The text editor at first glance seems the same as Tasword II, but a closer look shows that table markers or tabs are available. These are shown on the switches panel at the bottom of the screen. A PAGE BREAK switch has been added that can be used to reveal on screen how text will be printed a handy facility when it comes to producing the final version of a document. During one-screen formatting, a dotted line is displayed where the page breaks will occur on the printer.

One of the best features of Tasword III is the impressive HELP menu. This shows you every command available at the press of a key, and a quarter of the HELP page can be shown at the top of the screen while you are typing. This is useful for instance if you use printer controls regularly, the graphics symbols which Tasword III uses as printer tokens can be shown in the top quarter of the screen, so you don't forget what does what!

Tasword III only features a few brand new commands, but the old commands of the Tasword II era have been expanded considerably. The most important addition to its array of over sixty commands are the TAB commands: very useful for setting out charts or tables. TABs act rather like TAB STOPS on an ordinary typewriter and are little markers on the screen which the cursor can Jump between. The user can set up any number of character positions between any number of tab stops a very easy process and a definite plus over any other Spectrum word processor I've come across. The other new addition to Tasword III is the expansion of the screen width from 64 characters to 128, which means you can see exactly what your hard copy will look like on the screen, via the very ingenious scrolling of text across the screen.

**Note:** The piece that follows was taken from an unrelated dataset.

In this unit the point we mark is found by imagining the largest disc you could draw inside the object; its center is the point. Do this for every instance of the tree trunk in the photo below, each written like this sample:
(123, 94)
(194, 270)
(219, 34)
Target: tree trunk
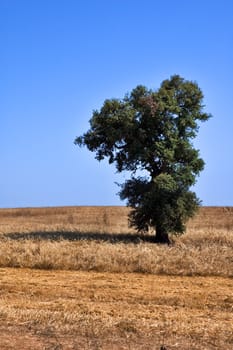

The cursor movement has been expanded too, and it's possible to jump to the beginning and end of lines, paragraphs and printer pages (via page markers). TASMAN have gone to town on the deleting as well: words, lines, paragraphs, blocks and the plain old character behind the cursor can now be deleted, instead of just the cursor character as in Tasword II. Paragraphs and blocks have to be confirmed before deletion, and lines can be un-deleted, so there's not much chance of you ruining your text accidentally.
A very useful mode, which is missing from most word processors, is the AUTO INSERT mode. This allows the user to write directly into the middle of a piece of text without overwriting the existing text. Full use is made of the keyboard buffer here, as the existing characters have to be scrolled forward on to the next line.

Tasword III features a very comprehensive printer menu which has all the features of Word Manager and more. With all the headers, footers and page number combinations it would be fairly easy to print a simple magazine using Tasword III.

There's a word count in Tasword lit the search and replace option has been speeded up and the cursor speed has also been increased, thus rectifying the main problems with Tasword II. The package offers full value for money, with a word processor, a Tasword A translation program, a Masterfile interpreter, an introduction letter and tutor as well as a simple but very effective data merge file (which can be used instead of Masterfile) included on the cartridge or disk.

There is no doubt about it, to my mind TASMAN have now definitely got the top spot as far as word processors go. With the price of printers and disc drives dropping by the month it's almost worth popping out and getting a system to try it out on. One look at Tasword III will take the words out of your mouth.

User Friendliness: 10
Speed of Operation: 9
Tab Markers: 8
Calculator: n/a
Mail Merge: 8
Find/Replace: 7
Peripheral Compatibility: 8
Printer Options: 8

Screen Line (chars): 64
Printer Line (chars): 128
Word Count: Yes


General Rating:

Not Rated

Screenshot Text

A TASWORD III text file in preparation, with a quarter of the help page lurking at the top of the screen to jog that lazy memory. Note the status line at the bottom of the screen which shows you how the global commands, such as justification and wordwrap, have been set.